Car sales could be flat in 2017 as the motor industry faces an uncertain period due to Brexit.
The more conservative outlook for next year came from the Society of the Irish Motor Industry (SIMI) as it launched its second quarterly review of the motor sector.
The report, in conjunction with DoneDeal, highlighted that despite some deceleration as the year has progressed, the economic outlook is still positive with total car sales forecast to reach 152,000 by the end of the year.
It also pointed out that the exchequer collected over €978m in VRT and Vat receipts from new and used car sales in the first half of the year — some 28.5% higher than the same period in 2015.
The number of new cars sold in the first six months topped 101,000 — up 23% on the same period last year.
The number of new cars sold in the first 20 days of this month was 21,525 (up 11%). The sale of light commercials vehicles sold was 18,409 (25.6%) and heavy commercial vehicles was 1,789 (up 42%).
There was mixed news on the cost of motoring.

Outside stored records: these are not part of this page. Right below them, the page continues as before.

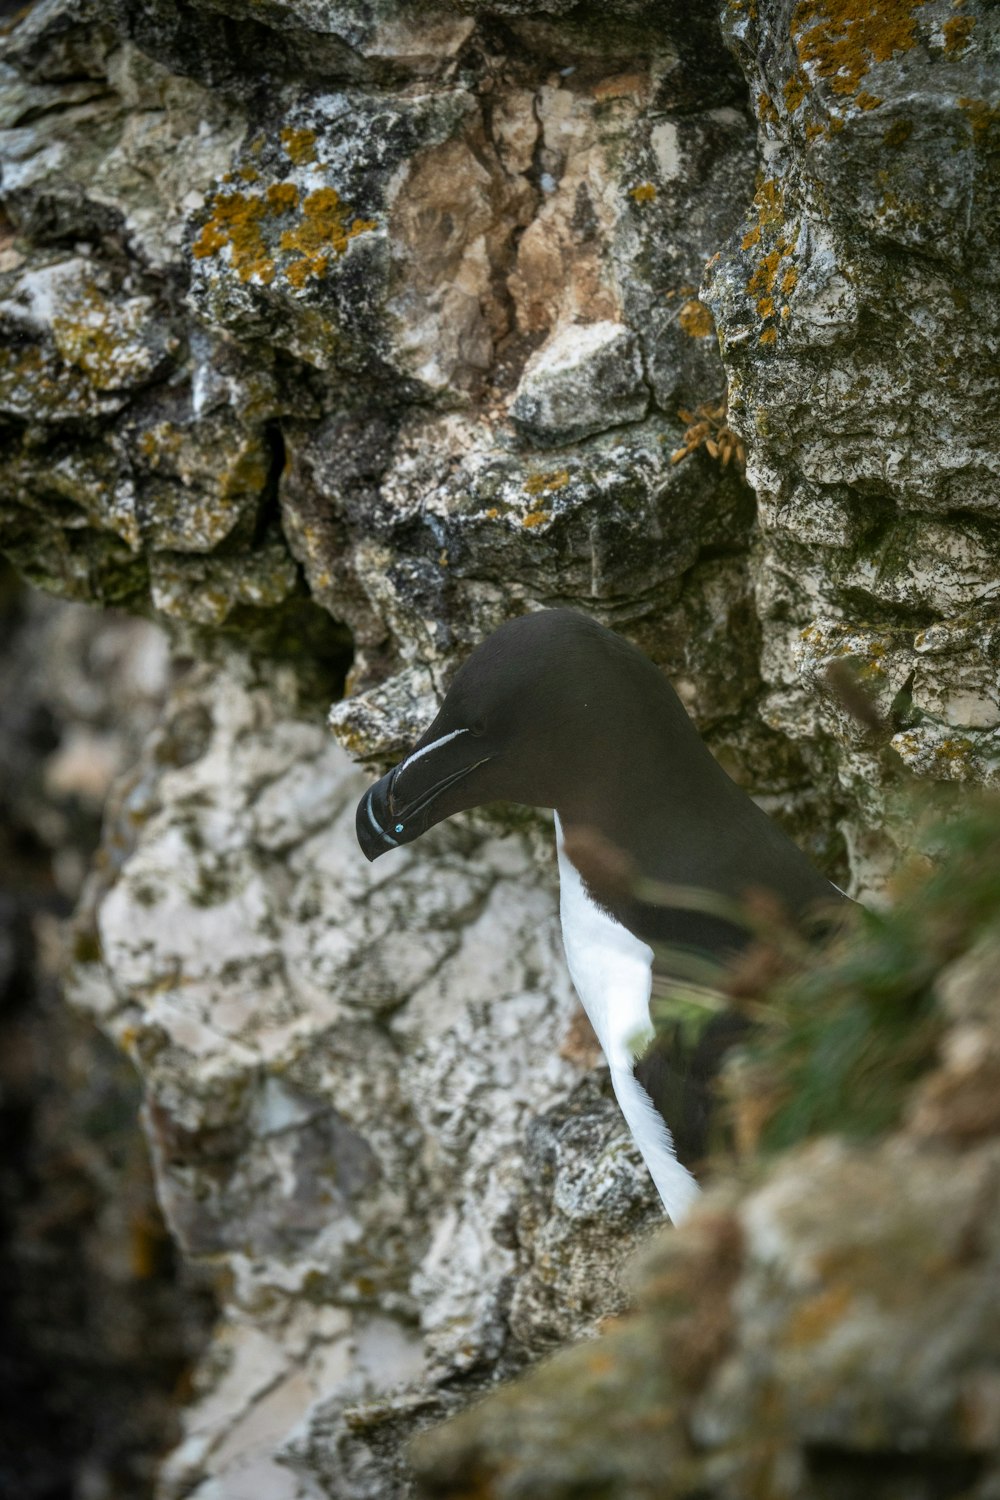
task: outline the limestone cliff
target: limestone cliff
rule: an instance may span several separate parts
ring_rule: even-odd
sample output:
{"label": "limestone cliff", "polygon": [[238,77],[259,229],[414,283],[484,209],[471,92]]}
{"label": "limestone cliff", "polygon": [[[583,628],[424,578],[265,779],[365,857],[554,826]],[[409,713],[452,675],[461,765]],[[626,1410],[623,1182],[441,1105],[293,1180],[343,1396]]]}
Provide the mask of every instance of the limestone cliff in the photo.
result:
{"label": "limestone cliff", "polygon": [[858,892],[914,779],[996,779],[996,48],[987,0],[6,23],[0,547],[184,666],[74,975],[225,1297],[164,1500],[405,1493],[657,1220],[539,823],[353,847],[348,755],[472,643],[631,636]]}

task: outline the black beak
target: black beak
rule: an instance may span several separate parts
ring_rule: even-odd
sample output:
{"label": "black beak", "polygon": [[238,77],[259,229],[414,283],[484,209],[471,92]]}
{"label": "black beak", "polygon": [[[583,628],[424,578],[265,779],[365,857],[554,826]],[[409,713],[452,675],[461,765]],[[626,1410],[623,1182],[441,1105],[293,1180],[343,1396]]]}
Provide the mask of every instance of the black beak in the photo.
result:
{"label": "black beak", "polygon": [[462,803],[442,810],[439,798],[492,759],[476,753],[481,746],[476,746],[468,731],[456,731],[435,742],[434,728],[424,735],[424,740],[431,741],[428,746],[418,742],[406,760],[369,787],[358,803],[355,827],[366,859],[378,859],[387,849],[411,844],[442,818],[459,811]]}
{"label": "black beak", "polygon": [[378,859],[380,854],[384,854],[387,849],[395,849],[400,842],[390,827],[389,783],[395,774],[395,770],[392,770],[381,781],[376,781],[358,803],[354,826],[361,852],[367,860]]}

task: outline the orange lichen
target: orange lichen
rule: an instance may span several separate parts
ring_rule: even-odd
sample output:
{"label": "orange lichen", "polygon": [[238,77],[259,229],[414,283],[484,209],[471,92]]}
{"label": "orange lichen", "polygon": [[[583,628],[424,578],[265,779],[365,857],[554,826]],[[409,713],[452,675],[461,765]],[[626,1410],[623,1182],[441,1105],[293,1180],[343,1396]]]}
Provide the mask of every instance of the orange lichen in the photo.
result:
{"label": "orange lichen", "polygon": [[307,166],[309,162],[316,160],[315,130],[296,130],[293,126],[286,125],[281,132],[281,144],[285,155],[297,167]]}
{"label": "orange lichen", "polygon": [[761,224],[779,224],[784,212],[784,197],[777,181],[770,177],[762,182],[753,196]]}
{"label": "orange lichen", "polygon": [[778,341],[778,330],[776,328],[765,328],[760,336],[762,344],[776,344]]}
{"label": "orange lichen", "polygon": [[799,72],[793,73],[791,78],[789,78],[787,83],[785,84],[784,89],[782,90],[782,93],[785,96],[785,108],[788,110],[789,114],[795,113],[808,92],[809,85],[806,83],[802,74]]}
{"label": "orange lichen", "polygon": [[485,512],[487,521],[495,521],[499,514],[500,512],[495,505],[491,505],[489,510]]}
{"label": "orange lichen", "polygon": [[677,314],[677,321],[684,332],[692,339],[707,338],[715,332],[715,322],[712,318],[711,309],[697,297],[690,298],[684,303]]}
{"label": "orange lichen", "polygon": [[985,99],[970,99],[963,95],[958,106],[972,126],[972,139],[977,146],[983,145],[994,126],[1000,123],[1000,104],[990,105]]}
{"label": "orange lichen", "polygon": [[757,311],[760,313],[762,318],[773,318],[775,312],[774,298],[761,297],[757,303]]}
{"label": "orange lichen", "polygon": [[285,275],[290,285],[300,292],[307,281],[325,276],[329,264],[325,255],[303,255],[299,260],[289,261],[285,267]]}
{"label": "orange lichen", "polygon": [[268,212],[287,214],[299,206],[299,190],[294,182],[272,182],[264,194]]}
{"label": "orange lichen", "polygon": [[975,16],[952,16],[950,21],[944,23],[944,50],[946,52],[964,52],[969,45],[969,37],[972,28],[976,24]]}
{"label": "orange lichen", "polygon": [[257,171],[257,168],[249,165],[240,167],[239,176],[243,182],[253,183],[260,181],[260,173]]}
{"label": "orange lichen", "polygon": [[[551,469],[547,474],[532,474],[524,481],[526,495],[552,495],[569,484],[568,469]],[[527,524],[527,523],[525,523]],[[537,526],[538,522],[532,522]]]}
{"label": "orange lichen", "polygon": [[552,516],[547,510],[529,510],[526,516],[521,517],[522,526],[542,526],[546,521],[551,521]]}
{"label": "orange lichen", "polygon": [[854,95],[876,63],[916,46],[914,12],[926,0],[799,0],[791,35],[799,62],[830,79],[835,94]]}
{"label": "orange lichen", "polygon": [[794,292],[798,279],[798,271],[794,266],[789,266],[788,270],[781,278],[781,290],[784,292],[786,297],[790,297],[792,292]]}
{"label": "orange lichen", "polygon": [[882,103],[882,100],[877,94],[868,94],[864,89],[862,89],[861,93],[858,94],[854,102],[859,109],[878,109],[879,105]]}
{"label": "orange lichen", "polygon": [[317,188],[302,202],[302,220],[295,229],[281,236],[282,250],[298,250],[305,256],[317,256],[332,250],[343,255],[355,235],[375,228],[374,219],[347,222],[345,206],[336,188]]}
{"label": "orange lichen", "polygon": [[747,291],[751,297],[770,296],[774,287],[775,278],[778,274],[778,266],[781,263],[781,250],[775,249],[768,252],[762,260],[757,263],[750,280],[747,282]]}
{"label": "orange lichen", "polygon": [[332,256],[343,255],[355,235],[375,228],[374,219],[352,219],[335,188],[319,188],[299,203],[293,182],[273,182],[259,193],[218,193],[212,217],[195,240],[197,260],[229,247],[229,264],[241,281],[257,277],[269,285],[277,272],[274,247],[264,236],[265,221],[293,214],[299,221],[282,230],[278,248],[296,258],[282,267],[289,284],[301,289],[311,278],[325,276]]}
{"label": "orange lichen", "polygon": [[274,280],[274,261],[268,254],[261,220],[264,200],[256,193],[216,193],[212,217],[203,226],[192,247],[196,260],[216,255],[229,246],[229,264],[241,281],[258,277],[265,285]]}
{"label": "orange lichen", "polygon": [[754,247],[754,245],[759,245],[759,244],[760,244],[760,225],[759,224],[755,224],[753,226],[753,228],[752,229],[748,229],[747,232],[746,232],[746,234],[743,236],[742,240],[740,241],[740,249],[741,250],[752,250],[753,247]]}
{"label": "orange lichen", "polygon": [[640,182],[629,192],[629,197],[636,203],[652,203],[656,197],[656,185],[652,182]]}

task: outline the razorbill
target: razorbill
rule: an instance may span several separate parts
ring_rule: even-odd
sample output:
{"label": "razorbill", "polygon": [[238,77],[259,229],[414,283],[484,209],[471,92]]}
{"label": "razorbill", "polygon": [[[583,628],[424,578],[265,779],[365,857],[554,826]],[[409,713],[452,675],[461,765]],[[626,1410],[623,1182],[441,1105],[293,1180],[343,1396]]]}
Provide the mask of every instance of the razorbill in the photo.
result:
{"label": "razorbill", "polygon": [[710,1028],[680,1076],[650,1046],[654,987],[744,947],[750,891],[796,918],[845,898],[729,779],[663,673],[574,610],[511,620],[473,651],[427,732],[362,797],[358,842],[377,859],[500,801],[554,809],[569,972],[676,1222],[698,1194],[681,1158],[700,1155],[738,1022]]}

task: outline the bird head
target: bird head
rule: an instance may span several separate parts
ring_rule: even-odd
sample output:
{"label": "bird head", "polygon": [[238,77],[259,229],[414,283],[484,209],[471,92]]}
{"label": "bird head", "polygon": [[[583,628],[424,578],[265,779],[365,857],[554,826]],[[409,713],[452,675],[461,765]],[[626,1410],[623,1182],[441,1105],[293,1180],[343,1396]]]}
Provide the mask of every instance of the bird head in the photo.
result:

The SIMI report points out that insurance costs have soared by almost 39% when compared to the first half of last year.
However, petrol prices have fallen by 8.4% and diesel prices have dropped by 12.4%. The prices of new cars have also fallen by 3%.
Figures from DoneDeal mirrored the growth rate seen in the motor industry, with car dealership advertising volumes rising by 19% in the first half of the year.
Economist and author of the report, Jim Power, said the market would likely slow down next year and said the possible impacts of Brexit had created uncertainty.
“Despite the still-positive economic outlook, growth in car sales could be low or maybe even flat in 2017. This slowdown in growth reflects a market approaching, but still lower, than its natural state, after a prolonged period of catch-up, but one that is now shrouded in Brexit uncertainty,” he said.